Now we are engaged in a great civil war, testing whether that nation, or any nation so conceived and so dedicated, can long endure. We are met on a great battlefield of that war. We have come to dedicate a portion of that field, as a final resting place for those who here gave their lives that that nation might live. It is altogether fitting and proper that we should do this.

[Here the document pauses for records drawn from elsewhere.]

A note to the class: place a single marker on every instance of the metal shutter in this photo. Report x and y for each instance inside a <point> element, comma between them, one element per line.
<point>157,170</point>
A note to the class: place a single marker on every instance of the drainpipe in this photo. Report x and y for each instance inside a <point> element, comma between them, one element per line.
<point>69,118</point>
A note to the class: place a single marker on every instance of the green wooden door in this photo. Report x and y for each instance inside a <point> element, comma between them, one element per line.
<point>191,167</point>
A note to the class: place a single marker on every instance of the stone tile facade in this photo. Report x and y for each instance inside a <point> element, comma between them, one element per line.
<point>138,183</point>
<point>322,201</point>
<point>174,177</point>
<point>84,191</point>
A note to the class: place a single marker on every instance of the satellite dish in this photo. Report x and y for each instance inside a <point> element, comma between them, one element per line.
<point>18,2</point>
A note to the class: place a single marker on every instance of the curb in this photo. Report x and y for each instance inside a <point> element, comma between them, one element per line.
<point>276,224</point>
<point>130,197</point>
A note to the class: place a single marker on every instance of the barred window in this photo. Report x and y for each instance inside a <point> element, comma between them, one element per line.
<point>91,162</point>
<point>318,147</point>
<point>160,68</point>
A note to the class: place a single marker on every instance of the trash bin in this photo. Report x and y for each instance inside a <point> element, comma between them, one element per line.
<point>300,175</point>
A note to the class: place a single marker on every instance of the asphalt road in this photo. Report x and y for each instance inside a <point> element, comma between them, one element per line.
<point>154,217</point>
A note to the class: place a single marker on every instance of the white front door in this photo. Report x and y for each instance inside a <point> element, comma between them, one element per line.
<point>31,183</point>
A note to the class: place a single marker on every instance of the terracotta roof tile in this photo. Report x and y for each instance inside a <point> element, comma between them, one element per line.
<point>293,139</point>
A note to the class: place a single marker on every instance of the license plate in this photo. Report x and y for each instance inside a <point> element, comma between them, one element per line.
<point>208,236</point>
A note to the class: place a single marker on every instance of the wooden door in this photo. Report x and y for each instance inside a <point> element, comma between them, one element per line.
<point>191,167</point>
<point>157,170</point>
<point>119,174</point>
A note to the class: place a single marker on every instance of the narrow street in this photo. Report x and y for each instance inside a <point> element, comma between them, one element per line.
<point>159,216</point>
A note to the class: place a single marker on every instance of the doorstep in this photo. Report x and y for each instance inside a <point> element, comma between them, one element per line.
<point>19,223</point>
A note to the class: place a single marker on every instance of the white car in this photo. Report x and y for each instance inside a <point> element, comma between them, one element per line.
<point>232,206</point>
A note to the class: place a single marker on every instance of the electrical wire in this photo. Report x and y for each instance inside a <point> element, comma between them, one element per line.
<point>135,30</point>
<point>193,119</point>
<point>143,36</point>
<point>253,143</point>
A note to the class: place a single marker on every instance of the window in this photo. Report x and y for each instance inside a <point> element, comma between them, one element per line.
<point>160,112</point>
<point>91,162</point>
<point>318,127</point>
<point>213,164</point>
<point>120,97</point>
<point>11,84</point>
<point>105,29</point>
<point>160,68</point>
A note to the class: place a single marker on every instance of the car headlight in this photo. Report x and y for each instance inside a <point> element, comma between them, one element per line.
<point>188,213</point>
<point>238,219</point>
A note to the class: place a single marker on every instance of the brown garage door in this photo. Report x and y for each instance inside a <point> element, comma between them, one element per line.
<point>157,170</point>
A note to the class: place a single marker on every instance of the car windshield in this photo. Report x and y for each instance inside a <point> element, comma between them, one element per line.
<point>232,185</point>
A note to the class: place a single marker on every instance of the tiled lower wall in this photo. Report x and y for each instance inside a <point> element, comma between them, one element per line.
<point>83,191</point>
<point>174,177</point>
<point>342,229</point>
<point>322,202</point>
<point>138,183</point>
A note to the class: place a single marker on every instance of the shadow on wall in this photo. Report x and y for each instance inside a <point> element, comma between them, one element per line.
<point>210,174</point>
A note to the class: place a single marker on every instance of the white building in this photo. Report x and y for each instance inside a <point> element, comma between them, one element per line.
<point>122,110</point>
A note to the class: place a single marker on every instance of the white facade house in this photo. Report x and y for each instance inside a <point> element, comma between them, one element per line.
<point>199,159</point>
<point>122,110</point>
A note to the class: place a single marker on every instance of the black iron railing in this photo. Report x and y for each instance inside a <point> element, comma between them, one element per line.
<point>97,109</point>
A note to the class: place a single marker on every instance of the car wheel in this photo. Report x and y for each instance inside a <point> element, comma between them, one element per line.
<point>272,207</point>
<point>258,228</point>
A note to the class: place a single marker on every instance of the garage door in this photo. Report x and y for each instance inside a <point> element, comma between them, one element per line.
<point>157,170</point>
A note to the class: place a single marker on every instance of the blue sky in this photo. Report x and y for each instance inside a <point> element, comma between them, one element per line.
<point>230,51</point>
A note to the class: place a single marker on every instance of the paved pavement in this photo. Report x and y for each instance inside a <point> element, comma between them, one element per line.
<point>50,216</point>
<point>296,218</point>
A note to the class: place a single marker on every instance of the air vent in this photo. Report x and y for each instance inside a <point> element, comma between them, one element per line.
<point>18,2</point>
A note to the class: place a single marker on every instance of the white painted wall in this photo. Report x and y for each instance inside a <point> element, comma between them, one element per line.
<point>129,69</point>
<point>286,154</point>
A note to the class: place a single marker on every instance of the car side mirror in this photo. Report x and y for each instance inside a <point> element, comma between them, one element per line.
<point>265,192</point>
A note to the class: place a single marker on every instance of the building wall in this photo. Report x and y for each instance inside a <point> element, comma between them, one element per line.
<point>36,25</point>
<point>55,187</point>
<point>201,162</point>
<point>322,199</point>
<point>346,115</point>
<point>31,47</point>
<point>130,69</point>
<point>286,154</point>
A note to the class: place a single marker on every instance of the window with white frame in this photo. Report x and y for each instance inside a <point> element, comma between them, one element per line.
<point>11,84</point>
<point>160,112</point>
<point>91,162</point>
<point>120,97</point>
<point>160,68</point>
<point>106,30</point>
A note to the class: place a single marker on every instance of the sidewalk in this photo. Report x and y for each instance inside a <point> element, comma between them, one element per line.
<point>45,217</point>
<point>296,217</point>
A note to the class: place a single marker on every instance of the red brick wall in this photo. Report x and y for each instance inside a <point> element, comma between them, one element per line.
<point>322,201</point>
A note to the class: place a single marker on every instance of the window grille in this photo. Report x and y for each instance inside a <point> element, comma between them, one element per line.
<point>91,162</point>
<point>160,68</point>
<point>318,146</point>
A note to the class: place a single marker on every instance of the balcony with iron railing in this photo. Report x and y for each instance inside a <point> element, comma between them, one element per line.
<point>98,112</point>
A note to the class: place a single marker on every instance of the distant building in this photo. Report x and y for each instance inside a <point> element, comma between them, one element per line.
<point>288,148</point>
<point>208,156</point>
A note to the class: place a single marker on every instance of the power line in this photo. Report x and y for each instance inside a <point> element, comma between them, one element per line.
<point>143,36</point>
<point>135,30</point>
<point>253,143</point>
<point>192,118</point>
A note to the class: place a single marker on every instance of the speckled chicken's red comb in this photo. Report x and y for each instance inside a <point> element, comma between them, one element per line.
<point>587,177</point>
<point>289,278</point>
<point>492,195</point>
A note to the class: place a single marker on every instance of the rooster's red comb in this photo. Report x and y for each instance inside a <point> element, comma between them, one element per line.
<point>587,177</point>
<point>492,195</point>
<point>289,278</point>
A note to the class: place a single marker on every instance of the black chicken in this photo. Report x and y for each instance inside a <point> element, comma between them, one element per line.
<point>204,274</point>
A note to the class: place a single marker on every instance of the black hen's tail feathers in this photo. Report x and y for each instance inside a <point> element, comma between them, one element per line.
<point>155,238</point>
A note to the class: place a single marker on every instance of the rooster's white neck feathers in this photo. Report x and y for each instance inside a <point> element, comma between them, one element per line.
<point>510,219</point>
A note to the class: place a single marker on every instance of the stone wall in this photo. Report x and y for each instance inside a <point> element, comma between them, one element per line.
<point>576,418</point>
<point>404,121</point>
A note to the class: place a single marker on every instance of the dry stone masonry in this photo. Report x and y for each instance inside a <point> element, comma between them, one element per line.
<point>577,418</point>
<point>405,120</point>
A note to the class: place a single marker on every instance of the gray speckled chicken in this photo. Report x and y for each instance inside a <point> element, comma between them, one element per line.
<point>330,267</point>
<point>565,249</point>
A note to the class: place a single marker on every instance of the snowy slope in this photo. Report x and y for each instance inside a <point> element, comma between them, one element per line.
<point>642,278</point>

But, in a larger sense, we can not dedicate, we can not consecrate, we can not hallow this ground. The brave men, living and dead, who struggled here, have consecrated it, far above our poor power to add or detract. The world will little note, nor long remember what we say here, but it can never forget what they did here. It is for us the living, rather, to be dedicated here to the unfinished work which they who fought here have thus far so nobly advanced. It is rather for us to be here dedicated to the great task remaining before us—that from these honored dead we take increased devotion to that cause for which they gave the last full measure of devotion—that we here highly resolve that these dead shall not have died in vain—that this nation, under God, shall have a new birth of freedom—and that government of the people, by the people, for the people, shall not perish from the earth.

After the bloodiest battle

On this evening 150 years ago, the town of Gettysburg, Pa. (population 2,400) was left with nearly 8,000 bodies and 3,000 horse carcasses rotting in the summer sun — so many that townspeople gagged at the stench.

After three days of fighting, the Union had won the bloodiest battle of the Civil War, but they lost 2,155 soldiers and more than 14,000 others were wounded. More than 5,000 were captured or went missing.

Confederate casualties were far greater. Nearly a third of Gen. Robert E. Lee’s general officers were killed, wounded or captured.

Despite three days of heavy fighting, only one civilian was killed. Jenny Wade was struck down by a stray bullet as she worked inside her house.

The Battle of Gettysburg was a decisive victory for the Union. It stopped the Confederate invasion of the North and forced Lee’s army to withdraw to Virginia.

 

Lincoln was a cat lady

When asked if her husband had a hobby, Mary Todd Lincoln replied, “Cats.”

President Lincoln loved cats, and he would spend hours playing with them.

Even with the war raging in March 1865, when the president found three kittens abandoned at a wartime telegraph hut, he picked them up, placed them in his lap and saw to it that they found a loving home.